Certo, non c’è forse bisogno di dirlo, si sa. Ma nello stesso giorno ti capita che un amico te lo sottolinei con violenza, rabbia e frustrazione e un’amica ti riporti il suo vissuto. Che è interessante perché, in effetti, non tutto è noto, seppure – data l’abitudine – neanche così sconvolgente.
Parliamo delle sfere diplomatiche, irrimediabilmente e per forza avviluppate alle alte sfere ministeriali.

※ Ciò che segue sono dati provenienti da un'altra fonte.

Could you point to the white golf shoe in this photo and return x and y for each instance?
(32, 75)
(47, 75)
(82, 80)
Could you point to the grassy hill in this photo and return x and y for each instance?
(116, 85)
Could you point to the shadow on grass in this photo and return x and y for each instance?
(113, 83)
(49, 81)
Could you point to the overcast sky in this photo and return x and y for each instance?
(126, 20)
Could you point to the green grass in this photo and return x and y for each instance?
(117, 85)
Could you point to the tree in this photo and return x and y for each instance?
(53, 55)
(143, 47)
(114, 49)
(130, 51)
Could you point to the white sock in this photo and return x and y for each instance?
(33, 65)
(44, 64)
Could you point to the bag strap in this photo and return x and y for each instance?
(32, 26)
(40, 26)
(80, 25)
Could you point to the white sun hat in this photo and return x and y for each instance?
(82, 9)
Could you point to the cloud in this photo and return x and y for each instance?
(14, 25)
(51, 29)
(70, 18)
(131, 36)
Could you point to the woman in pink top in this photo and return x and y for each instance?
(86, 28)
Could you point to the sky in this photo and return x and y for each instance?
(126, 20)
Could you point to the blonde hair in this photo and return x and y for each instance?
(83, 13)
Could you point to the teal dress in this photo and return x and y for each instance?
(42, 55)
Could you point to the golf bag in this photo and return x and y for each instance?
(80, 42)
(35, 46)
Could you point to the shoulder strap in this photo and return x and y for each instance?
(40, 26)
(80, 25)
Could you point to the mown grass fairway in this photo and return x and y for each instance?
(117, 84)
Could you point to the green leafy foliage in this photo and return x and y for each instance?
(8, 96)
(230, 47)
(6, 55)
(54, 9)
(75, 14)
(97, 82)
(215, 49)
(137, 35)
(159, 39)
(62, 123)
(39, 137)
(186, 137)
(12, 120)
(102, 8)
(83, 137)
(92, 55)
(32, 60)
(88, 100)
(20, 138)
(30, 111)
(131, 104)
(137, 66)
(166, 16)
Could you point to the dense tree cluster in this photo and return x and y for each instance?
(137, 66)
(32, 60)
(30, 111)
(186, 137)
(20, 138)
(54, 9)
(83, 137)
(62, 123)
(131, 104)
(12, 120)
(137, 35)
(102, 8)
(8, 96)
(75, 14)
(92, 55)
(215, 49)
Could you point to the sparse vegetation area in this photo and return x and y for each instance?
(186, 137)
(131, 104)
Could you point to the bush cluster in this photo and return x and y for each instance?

Parliamo di uffici che si occupano di affari esteri, ma nel corridoio encomiabile della cooperazione per lo sviluppo dei cosiddetti Paesi del secondo e terzo mondo (di cui stiamo per diventare parte, nella corsa all’autodemolizione).
Parliamo di uffici zeppi di ottantenni che sono in pensione da anni ma mantengono la sedia (e lo stipendio) per le uniche tre questioni di cui oggi valga la pena occuparsi: denaro, prestigio e potere; persone che passano giornate intere a leggere il giornale, punto.
Parliamo di frotte di giovani laureati, competenti, attivi, volenterosi che non vengono assunti perché non ci sono soldi: servono per mantenere le poltrone di cui sopra e assumere i figli, i cognati, le nuore, i nipoti delle poltrone di cui sopra.
Parliamo della pressoché totale esclusione della prospettiva meritocratica, della cecità dilagante che impedisce di guardare alla crescita, all’innovazione, all’osannato e malinteso progresso.
Parliamo del male radicato, che pertiene in primo luogo agli spazi adibiti al tentativo del suo sradicamento.
Parliamo di oggi, del mondo, ma soprattutto di questo accidente di Paese.
Una risposta su “Il male”
Alla fine è sempre una questione di clientelarismo e ipocrisia, ad ogni livello, dal più apparentemente “innocente” al più mafioso. Ed è ciò che ci rende insoddisfatti, frustrati, rabbiosi e impotenti. A volte avrei solo voglia di spaccare tutto. Non so se questo male affligga solo il nostro paese, ma sono certa che qui raggiunge vette incommensurabili.